Home > Didaktika

Usia Biologis Dapat Memprediksi Penurunan Kognitif Lebih Baik Ketimbang Usia Ulang Tahun

Jam epigenetik melacak perubahan dalam cara gen diekspresikan dari waktu ke waktu, yang seringkali dipengaruhi oleh lingkungan, stres, atau gaya hidup.
Tobias Wilbur/UVA
Tobias Wilbur/UVA

Sebuah studi baru dari para psikolog di University of Virginia menemukan bahwa penuaan biologis, yang diukur melalui "jam epigenetik", dapat memprediksi siapa yang mengalami penurunan daya ingat di usia paruh baya.

Penelitian yang dipublikasikan dalam jurnal Aging ini juga menunjukkan bahwa tumbuh besar dalam kondisi sosial ekonomi yang lebih rendah membuat orang lebih rentan terhadap efek ini.

Jam epigenetik adalah alat yang digunakan para ilmuwan untuk mengukur usia biologis —usia sel dan sistem tubuh— alih-alih usia kronologis, yang hanya menghitung tahun.

Jam epigenetik melacak perubahan dalam cara gen diekspresikan dari waktu ke waktu, yang seringkali dipengaruhi oleh lingkungan, stres, atau gaya hidup.

Dalam studi ini, para peneliti berfokus pada dua jam, yang dikenal sebagai GrimAge dan PhenoAge, yang telah dikaitkan dengan penyakit seperti kanker, penyakit jantung, dan demensia.
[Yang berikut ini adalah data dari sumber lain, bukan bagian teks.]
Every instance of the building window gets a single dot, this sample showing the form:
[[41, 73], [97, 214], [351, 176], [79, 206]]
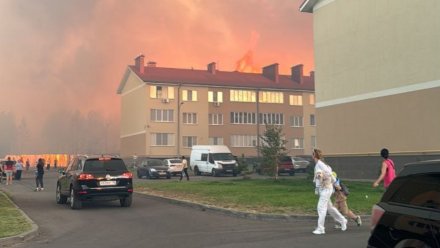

Penulis utama Sophie Bell, seorang mahasiswa doktoral di bidang psikologi, bekerja sama dengan pembimbingnya, Profesor Eric Turkheimer, untuk mempelajari saudara kembar identik dari Studi Kembar Louisville yang telah lama berjalan, yang telah mengikuti para peserta sejak masa kanak-kanak.

Dengan membandingkan saudara kembar, yang memiliki semua gen yang sama dan lingkungan awal yang seringkali serupa, tim peneliti mampu mengisolasi perbedaan yang terkait dengan penuaan biologis.

Temuannya sangat mengejutkan. Di antara pasangan kembar, saudara kandung yang menua lebih cepat secara biologis juga menunjukkan lebih banyak kesulitan mengingat dan berpikir di usia paruh baya.

Hal ini menunjukkan bahwa usia biologis mungkin merupakan prediktor penurunan kognitif yang lebih kuat daripada jumlah ulang tahun yang dirayakan seseorang.

Penemuan penting lainnya adalah peran kemiskinan. Saudara kembar yang tumbuh dalam keluarga dengan sumber daya yang lebih sedikit menunjukkan hubungan yang lebih kuat antara percepatan penuaan epigenetik dan masalah kognitif di usia paruh baya.

“Temuan kami menunjukkan bahwa kerugian di awal kehidupan dapat membuat orang lebih sensitif terhadap dampak penuaan biologis terhadap kesehatan otak,” jelas Bell.

Penelitian ini menyatukan tiga benang merah yang sebelumnya telah dipelajari secara terpisah oleh para ilmuwan: kemiskinan, penurunan kognitif, dan penuaan epigenetik.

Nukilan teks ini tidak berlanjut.